This discussion has been locked.

You can no longer post new replies to this discussion. If you have a question you can start a new discussion

AM3352 core hang-up

takashi over 7 years ago

Hello,

We are encountering the core hang-up of unknown origin in our mass-produced board using TI's AM3352 and Linux Kernel 3.13.4.
Regarding the reproducibility of the test, some units had the hang-up to take about 2000 hours after a system start,
and others had about 24 hours at the earliest from a system start.
And also the core hang-ups have occurred by 21 units out of 232 units.

Here is a trace log of ETB (Embedded Trace Buffer) acquired via JTAG (CoreSight).

0284.trace_log_20180104.zip

Trace log result summary
It stops by just before the core hang-up with the following processing sequence.

1. Undefined instruction exception (VFP)
2. Processing of userland Process
3. Data abortion exception

The trace log is acquired by total of 5 times of core hang-up. It stops by the same processing in all trace log.

And from checking the last processing of all trace log; log_file, acquired at the hang-up,
it is set the value in a system control register of CP15, and it seems to make the MPU hung state.
Is there a possibility which will be in the MPU hung state by this processing?

ldr r0,0xC05E3420
ldr r0,[r0]
mcr p15,0x0,r0,c1,c0,0x0; p15,0,r0,c1,c0,0 (system control)

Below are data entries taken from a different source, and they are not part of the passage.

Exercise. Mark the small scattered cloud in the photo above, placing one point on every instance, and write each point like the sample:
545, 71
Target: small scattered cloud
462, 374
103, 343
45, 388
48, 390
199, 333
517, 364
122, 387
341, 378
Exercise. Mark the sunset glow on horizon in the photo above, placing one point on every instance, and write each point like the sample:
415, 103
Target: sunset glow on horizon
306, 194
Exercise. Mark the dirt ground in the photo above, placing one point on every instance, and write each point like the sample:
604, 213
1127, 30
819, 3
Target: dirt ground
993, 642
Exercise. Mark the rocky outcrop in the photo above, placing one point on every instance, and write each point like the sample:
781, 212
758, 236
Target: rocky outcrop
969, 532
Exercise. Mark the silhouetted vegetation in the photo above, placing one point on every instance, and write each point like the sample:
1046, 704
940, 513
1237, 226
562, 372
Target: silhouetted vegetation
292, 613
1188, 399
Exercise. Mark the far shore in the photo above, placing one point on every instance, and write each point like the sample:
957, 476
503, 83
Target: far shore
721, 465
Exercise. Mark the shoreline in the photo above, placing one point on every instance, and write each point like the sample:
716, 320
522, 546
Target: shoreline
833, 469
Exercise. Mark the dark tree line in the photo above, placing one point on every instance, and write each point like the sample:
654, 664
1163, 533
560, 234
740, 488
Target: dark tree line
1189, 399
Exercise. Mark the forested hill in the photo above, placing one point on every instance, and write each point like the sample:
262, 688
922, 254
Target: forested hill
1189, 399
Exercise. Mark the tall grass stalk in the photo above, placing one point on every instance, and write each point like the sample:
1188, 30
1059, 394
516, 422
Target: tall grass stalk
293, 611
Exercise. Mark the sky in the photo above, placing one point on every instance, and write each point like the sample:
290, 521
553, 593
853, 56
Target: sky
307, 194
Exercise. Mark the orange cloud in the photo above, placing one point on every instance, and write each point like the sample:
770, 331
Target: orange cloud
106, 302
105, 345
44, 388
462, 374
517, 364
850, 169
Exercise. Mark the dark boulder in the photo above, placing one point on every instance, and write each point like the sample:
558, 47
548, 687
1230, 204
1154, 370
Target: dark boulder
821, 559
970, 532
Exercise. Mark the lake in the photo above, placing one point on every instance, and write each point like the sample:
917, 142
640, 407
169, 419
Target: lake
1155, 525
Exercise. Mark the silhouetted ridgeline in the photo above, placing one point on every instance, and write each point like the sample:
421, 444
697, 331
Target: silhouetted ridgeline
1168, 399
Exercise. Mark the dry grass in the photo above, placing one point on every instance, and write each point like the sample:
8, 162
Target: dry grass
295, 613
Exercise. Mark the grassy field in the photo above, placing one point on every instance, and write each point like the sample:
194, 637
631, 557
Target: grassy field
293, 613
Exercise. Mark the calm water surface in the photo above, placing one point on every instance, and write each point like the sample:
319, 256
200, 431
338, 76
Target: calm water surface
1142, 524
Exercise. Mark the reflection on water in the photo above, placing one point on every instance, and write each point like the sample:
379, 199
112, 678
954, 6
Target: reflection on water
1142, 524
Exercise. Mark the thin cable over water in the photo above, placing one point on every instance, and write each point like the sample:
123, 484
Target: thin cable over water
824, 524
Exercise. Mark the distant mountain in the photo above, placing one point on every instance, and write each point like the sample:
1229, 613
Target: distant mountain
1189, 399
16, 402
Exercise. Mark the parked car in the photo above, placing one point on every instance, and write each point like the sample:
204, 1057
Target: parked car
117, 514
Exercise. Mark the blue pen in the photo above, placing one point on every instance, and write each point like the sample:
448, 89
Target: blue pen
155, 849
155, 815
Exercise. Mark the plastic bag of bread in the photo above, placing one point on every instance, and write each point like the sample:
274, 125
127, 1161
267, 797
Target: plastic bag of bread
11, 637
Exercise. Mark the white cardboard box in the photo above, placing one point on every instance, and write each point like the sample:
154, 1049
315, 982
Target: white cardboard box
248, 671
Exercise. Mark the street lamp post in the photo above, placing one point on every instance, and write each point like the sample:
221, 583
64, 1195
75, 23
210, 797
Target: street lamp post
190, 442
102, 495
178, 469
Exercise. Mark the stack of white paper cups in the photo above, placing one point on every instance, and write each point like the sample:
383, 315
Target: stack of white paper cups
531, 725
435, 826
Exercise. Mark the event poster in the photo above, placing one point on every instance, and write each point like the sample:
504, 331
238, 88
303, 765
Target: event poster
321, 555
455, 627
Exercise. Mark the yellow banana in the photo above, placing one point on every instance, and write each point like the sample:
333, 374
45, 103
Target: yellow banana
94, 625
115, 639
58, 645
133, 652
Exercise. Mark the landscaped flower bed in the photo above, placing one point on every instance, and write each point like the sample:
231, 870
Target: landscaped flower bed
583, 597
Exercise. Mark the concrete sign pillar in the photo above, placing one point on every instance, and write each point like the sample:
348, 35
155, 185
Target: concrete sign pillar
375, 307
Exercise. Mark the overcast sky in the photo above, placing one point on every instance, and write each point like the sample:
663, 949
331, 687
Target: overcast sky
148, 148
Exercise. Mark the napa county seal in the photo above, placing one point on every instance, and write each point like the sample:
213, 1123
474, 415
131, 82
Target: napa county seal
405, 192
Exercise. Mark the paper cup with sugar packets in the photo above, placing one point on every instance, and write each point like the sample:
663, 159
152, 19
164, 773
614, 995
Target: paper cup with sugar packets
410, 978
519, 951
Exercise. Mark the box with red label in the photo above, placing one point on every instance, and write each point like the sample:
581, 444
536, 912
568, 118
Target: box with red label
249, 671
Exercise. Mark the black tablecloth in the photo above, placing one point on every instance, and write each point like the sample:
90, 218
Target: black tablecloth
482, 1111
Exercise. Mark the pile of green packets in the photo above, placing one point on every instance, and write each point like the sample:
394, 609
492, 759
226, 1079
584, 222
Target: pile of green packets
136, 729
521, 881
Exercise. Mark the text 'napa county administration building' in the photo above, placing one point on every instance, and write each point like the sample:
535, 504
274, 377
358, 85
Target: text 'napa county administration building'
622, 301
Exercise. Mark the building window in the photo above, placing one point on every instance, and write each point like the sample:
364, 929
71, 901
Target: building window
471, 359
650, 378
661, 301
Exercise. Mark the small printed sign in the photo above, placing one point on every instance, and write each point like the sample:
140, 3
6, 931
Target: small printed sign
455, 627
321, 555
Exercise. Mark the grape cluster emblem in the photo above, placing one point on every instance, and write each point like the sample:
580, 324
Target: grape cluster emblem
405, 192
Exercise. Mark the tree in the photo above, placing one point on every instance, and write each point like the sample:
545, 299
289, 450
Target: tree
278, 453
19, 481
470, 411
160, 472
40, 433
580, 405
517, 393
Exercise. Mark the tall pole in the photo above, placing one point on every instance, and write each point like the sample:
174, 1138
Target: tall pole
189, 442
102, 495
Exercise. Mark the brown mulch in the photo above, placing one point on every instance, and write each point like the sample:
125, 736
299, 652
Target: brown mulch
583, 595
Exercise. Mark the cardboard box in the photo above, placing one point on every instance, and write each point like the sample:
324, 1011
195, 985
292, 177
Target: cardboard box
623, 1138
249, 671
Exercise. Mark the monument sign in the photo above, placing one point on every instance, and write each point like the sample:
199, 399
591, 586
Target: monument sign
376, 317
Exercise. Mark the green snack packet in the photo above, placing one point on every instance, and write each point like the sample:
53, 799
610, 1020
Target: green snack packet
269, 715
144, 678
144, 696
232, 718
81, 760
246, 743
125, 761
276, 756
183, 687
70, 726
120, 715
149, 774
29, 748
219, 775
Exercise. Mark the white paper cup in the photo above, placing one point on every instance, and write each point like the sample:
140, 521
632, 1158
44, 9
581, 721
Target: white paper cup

And so, please advise us the effective way to investigate this hang-up.

Best reards,
Takashi

Top replies

vstehle over 7 years ago in reply to takashi +1 verified

Hi Takashi, I see the code sequence of your trace in the Linux kernel code. As far as I can tell this is the `alignment_trap' macro in arch/arm/kernel/entry-header.S: 40 .macro alignment_trap, rtemp...

Parents

0 takashi over 7 years ago in reply to vstehle

Dear Vincent,

Thank you for your reply.

I see the code sequence of your trace in the Linux kernel code. As far as I can tell this is the `alignment_trap' macro in arch/arm/kernel/entry-header.S:

It is exactly as you say.

I don't see why this would be a problem. There are indeed 7 occurrences of this sequence in your trace and only the last one had an issue.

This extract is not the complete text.